# Celtics legend John Havlicek dies at 79



## Lethe200 (Apr 27, 2019)

So sad - I loved watching Havlicek in the Red Auerbach Celtics' days!


----------



## Gary O' (Apr 27, 2019)

A real surprise 

Decades ago I read an article about him when he retired

His lungs were so big they had to take two x-rays

And his heart rate was incredibly low

Sure thought he’d get deep into his 80s at least

Parkinson’s is some bad mojo


----------



## oldman (Apr 28, 2019)

I really enjoyed watching John play. When I lived in Cleveland, I would get tickets to the Celtics-Cavs games in the old Nick Miletti’s Coliseum just to watch that era of the Celtics, which in my opinion was one of the very best teams in all of the NBA. Dave Cowan, Jo Jo White, Paul Westphal, Don Chaney, Don Nelson, Paul Silas and John Havlicek. What a team! 

RIP, John.


----------



## WhatInThe (May 13, 2019)

He was from the last generation of professional athlete icons. Today there is just alot of raw talent on the floor. He worked at his game and found a niche. Another where you heard very little in the way of scandal.
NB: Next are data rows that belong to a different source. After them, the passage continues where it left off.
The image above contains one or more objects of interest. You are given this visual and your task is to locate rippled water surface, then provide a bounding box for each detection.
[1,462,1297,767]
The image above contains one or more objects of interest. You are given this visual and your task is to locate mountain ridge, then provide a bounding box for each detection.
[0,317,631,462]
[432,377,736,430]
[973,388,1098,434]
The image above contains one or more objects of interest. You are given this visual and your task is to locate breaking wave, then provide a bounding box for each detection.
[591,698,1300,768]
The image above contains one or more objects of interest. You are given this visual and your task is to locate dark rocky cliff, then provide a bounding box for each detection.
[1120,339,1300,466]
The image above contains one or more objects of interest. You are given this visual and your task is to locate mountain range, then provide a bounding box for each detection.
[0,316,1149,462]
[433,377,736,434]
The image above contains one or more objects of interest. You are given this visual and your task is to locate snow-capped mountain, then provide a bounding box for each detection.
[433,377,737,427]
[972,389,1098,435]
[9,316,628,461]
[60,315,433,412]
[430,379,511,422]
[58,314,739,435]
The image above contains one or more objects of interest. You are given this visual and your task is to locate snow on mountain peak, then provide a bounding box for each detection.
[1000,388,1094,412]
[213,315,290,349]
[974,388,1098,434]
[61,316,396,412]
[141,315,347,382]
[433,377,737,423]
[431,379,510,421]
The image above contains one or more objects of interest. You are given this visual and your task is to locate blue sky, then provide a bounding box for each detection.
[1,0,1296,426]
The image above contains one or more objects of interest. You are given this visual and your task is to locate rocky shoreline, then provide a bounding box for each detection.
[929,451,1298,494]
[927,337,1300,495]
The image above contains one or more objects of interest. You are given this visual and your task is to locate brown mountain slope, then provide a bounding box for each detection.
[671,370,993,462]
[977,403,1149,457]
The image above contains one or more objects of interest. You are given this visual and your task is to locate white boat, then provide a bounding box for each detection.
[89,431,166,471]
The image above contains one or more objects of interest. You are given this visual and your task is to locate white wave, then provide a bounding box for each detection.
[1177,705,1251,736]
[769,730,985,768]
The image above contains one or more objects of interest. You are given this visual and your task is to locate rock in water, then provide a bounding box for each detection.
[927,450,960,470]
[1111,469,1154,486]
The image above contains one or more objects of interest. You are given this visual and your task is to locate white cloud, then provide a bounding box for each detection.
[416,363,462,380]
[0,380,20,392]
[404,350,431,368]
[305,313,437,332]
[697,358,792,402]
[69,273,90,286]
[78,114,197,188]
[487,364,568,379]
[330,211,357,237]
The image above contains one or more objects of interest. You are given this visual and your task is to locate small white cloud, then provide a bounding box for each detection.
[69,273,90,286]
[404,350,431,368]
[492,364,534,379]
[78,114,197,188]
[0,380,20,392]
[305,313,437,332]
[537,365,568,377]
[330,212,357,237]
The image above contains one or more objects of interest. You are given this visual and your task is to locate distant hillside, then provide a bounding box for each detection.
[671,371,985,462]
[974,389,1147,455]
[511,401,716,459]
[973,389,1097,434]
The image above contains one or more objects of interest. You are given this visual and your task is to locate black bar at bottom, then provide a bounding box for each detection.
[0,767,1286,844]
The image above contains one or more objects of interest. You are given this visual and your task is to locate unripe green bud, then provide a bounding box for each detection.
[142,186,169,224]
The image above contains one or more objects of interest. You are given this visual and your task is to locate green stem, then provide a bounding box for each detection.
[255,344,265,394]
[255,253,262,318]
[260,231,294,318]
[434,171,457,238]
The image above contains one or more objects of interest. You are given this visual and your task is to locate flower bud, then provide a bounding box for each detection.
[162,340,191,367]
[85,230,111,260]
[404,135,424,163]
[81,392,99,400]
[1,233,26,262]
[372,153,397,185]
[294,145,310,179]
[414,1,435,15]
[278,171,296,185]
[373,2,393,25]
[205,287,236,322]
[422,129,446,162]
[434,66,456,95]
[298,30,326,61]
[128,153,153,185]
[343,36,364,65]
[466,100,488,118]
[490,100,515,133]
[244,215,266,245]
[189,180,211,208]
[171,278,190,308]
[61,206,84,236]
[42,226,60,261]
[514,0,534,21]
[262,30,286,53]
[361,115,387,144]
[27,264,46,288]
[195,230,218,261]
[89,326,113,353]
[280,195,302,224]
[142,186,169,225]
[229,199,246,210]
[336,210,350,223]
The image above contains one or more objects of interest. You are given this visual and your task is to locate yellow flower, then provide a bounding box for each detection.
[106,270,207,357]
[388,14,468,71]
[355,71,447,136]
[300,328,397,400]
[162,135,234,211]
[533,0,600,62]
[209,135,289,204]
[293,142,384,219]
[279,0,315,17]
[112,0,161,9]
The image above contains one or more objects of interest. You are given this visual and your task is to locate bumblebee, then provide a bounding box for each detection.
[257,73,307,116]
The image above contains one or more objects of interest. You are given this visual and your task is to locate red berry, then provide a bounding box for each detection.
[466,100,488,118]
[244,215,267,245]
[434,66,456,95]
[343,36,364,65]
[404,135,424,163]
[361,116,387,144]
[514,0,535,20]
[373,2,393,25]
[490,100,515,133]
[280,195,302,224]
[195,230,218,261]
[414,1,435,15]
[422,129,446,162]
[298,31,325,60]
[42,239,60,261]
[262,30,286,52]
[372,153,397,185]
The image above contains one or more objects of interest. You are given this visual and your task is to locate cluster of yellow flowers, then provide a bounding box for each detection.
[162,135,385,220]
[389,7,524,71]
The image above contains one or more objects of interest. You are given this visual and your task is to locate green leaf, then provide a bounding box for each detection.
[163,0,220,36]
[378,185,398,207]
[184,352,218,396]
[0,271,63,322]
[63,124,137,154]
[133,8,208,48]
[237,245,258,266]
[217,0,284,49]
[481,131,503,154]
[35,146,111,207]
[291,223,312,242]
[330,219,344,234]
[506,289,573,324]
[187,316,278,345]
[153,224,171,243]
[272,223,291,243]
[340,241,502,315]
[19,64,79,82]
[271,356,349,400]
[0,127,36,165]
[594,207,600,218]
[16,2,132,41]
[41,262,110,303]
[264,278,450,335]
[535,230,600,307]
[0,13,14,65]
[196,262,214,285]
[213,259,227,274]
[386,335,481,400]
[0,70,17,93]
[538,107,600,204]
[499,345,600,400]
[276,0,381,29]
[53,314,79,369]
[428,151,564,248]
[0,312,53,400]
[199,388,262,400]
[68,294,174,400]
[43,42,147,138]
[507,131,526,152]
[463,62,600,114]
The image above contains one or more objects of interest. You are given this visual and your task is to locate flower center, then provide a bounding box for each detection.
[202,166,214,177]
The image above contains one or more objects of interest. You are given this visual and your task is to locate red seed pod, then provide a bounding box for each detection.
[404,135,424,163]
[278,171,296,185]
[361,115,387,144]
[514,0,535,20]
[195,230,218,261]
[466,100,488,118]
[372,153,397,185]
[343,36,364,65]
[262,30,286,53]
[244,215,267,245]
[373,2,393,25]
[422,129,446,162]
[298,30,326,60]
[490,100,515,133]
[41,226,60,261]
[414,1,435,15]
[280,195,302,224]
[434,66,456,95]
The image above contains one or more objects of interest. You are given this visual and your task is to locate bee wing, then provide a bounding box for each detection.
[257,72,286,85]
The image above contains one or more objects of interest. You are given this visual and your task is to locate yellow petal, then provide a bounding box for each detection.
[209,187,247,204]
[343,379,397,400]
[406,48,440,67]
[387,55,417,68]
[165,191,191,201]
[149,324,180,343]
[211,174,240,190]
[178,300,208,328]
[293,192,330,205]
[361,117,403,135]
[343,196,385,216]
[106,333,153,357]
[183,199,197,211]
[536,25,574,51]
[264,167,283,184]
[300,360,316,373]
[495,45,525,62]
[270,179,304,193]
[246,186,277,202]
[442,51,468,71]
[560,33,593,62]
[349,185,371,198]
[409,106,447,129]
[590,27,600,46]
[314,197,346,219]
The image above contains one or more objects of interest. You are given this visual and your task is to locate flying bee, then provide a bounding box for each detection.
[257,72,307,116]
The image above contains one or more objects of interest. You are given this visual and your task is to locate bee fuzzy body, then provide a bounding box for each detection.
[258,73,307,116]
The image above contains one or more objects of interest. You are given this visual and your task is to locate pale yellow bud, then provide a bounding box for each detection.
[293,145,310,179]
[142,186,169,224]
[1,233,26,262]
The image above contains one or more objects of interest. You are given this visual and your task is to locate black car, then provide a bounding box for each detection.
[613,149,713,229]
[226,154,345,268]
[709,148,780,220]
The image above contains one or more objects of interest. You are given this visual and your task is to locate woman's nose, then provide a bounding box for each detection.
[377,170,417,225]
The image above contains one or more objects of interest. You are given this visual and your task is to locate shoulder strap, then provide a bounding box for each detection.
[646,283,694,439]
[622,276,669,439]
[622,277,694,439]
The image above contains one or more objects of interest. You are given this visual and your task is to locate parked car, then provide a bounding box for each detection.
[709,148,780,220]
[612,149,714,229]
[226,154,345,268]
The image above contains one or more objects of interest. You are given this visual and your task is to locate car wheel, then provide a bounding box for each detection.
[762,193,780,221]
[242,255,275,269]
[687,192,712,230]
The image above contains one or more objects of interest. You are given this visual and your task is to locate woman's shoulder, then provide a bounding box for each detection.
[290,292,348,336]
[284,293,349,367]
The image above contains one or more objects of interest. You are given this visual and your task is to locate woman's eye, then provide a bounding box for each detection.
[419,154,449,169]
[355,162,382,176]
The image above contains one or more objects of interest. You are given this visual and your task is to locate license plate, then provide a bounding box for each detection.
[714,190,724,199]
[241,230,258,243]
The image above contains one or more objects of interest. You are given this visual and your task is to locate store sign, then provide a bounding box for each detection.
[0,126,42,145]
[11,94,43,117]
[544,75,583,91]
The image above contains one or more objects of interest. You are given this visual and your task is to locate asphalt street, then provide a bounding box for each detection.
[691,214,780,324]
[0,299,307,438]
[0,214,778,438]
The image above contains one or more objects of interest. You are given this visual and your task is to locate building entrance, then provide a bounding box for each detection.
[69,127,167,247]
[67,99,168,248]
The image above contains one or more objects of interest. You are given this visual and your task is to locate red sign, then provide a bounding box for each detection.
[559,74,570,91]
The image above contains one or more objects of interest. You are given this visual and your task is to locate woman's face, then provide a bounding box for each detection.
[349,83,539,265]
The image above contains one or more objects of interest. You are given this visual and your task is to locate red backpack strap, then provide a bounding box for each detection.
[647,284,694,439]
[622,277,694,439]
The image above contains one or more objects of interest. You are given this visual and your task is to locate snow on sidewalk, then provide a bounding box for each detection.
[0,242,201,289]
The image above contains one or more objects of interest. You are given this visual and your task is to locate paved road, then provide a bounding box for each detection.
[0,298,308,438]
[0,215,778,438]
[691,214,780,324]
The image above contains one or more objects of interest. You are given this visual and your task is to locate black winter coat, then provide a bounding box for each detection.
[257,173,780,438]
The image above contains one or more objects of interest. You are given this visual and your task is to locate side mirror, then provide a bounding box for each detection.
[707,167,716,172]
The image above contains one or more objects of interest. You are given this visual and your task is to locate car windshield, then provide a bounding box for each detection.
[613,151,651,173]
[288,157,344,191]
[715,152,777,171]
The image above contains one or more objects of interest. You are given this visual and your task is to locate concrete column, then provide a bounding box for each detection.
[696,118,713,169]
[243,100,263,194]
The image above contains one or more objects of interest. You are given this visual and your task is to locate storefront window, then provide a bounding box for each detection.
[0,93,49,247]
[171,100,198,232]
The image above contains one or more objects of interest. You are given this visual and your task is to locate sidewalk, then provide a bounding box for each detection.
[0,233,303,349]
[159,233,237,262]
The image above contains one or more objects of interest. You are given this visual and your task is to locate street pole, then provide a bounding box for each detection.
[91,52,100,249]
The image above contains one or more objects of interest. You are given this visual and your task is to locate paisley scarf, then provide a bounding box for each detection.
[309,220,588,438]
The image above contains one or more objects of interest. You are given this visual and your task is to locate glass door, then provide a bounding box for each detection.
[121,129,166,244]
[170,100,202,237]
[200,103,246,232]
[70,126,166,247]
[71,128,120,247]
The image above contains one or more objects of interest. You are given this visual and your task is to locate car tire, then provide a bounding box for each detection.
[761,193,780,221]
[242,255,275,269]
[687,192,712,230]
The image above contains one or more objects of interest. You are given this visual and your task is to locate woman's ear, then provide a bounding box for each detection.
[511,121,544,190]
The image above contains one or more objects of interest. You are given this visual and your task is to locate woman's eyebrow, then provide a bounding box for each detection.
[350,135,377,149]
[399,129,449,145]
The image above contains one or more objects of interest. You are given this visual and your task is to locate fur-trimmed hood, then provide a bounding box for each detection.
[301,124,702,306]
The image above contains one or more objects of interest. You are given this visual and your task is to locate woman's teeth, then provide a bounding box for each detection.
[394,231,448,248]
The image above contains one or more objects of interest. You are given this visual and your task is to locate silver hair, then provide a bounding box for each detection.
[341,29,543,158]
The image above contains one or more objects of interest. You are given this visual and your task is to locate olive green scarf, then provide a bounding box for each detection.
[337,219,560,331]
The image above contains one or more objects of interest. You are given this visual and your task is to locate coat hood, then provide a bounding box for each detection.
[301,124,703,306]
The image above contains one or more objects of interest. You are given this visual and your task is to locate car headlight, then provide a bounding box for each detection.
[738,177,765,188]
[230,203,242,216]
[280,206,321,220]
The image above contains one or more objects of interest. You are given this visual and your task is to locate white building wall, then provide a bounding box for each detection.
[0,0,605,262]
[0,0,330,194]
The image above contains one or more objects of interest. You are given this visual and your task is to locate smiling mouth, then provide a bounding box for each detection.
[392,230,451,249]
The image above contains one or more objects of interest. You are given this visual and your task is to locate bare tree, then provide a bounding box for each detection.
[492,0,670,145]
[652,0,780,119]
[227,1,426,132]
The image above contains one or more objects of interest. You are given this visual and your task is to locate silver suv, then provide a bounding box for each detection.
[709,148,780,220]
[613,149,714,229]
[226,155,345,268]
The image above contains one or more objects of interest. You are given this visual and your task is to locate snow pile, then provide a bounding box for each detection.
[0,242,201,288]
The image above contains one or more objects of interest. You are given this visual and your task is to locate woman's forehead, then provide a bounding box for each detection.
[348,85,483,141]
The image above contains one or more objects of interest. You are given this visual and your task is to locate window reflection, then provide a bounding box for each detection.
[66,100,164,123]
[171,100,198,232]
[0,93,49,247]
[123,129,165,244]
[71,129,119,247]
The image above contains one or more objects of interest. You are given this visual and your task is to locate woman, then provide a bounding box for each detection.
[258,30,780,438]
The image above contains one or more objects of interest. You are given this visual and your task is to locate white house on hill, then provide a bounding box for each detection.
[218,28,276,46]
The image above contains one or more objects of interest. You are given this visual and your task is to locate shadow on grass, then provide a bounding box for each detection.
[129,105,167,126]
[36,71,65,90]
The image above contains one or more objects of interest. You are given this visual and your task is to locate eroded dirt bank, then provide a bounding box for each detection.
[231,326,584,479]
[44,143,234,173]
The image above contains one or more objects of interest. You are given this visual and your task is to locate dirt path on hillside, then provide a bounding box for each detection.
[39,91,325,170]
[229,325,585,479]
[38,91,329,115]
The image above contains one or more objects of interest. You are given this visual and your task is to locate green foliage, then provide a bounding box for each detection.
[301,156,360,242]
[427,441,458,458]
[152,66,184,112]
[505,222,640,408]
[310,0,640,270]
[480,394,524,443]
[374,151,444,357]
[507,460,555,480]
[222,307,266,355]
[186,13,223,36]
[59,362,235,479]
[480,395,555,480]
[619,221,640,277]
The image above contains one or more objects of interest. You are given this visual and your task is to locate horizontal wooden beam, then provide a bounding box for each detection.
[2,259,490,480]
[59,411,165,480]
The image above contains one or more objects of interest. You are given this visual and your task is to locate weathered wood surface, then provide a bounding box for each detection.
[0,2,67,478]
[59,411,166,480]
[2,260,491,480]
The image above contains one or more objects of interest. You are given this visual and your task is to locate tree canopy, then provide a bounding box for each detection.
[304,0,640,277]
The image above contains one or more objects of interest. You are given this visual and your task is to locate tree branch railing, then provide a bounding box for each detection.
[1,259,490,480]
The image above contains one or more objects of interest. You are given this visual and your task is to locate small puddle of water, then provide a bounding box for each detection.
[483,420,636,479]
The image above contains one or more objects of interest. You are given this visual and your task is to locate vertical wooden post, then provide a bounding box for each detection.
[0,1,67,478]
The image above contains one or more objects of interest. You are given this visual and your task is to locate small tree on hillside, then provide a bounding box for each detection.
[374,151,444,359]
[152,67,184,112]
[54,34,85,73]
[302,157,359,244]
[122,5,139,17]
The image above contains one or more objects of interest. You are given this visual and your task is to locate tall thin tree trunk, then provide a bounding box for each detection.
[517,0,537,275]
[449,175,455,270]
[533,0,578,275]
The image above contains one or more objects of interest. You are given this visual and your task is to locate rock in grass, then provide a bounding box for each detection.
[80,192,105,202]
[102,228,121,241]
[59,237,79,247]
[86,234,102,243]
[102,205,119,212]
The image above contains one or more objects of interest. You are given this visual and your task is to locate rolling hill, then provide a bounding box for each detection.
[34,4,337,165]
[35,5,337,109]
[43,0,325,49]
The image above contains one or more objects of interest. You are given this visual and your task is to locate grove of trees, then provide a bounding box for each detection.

If one is passing before 80 or 90 now a days something's amiss . Sad to hear. 

RIP


----------



## Buckeye (May 13, 2019)

Hondo was the real deal.  May he RIP


----------



## applecruncher (May 13, 2019)

One of my cousins went to OSU back in 1960 and was quite good friends with Jon Havilcek, Jerry Lucas, Mel Nowell, and, (drumroll...) Bobby Knight.  I used to spend time at aunt's house (I was about 10yr old) and I remember a couple times when they all came over and shot baskets.  Several uncles were mesmerized...this was before they became famous and their coach at the time was Fred Taylor.


----------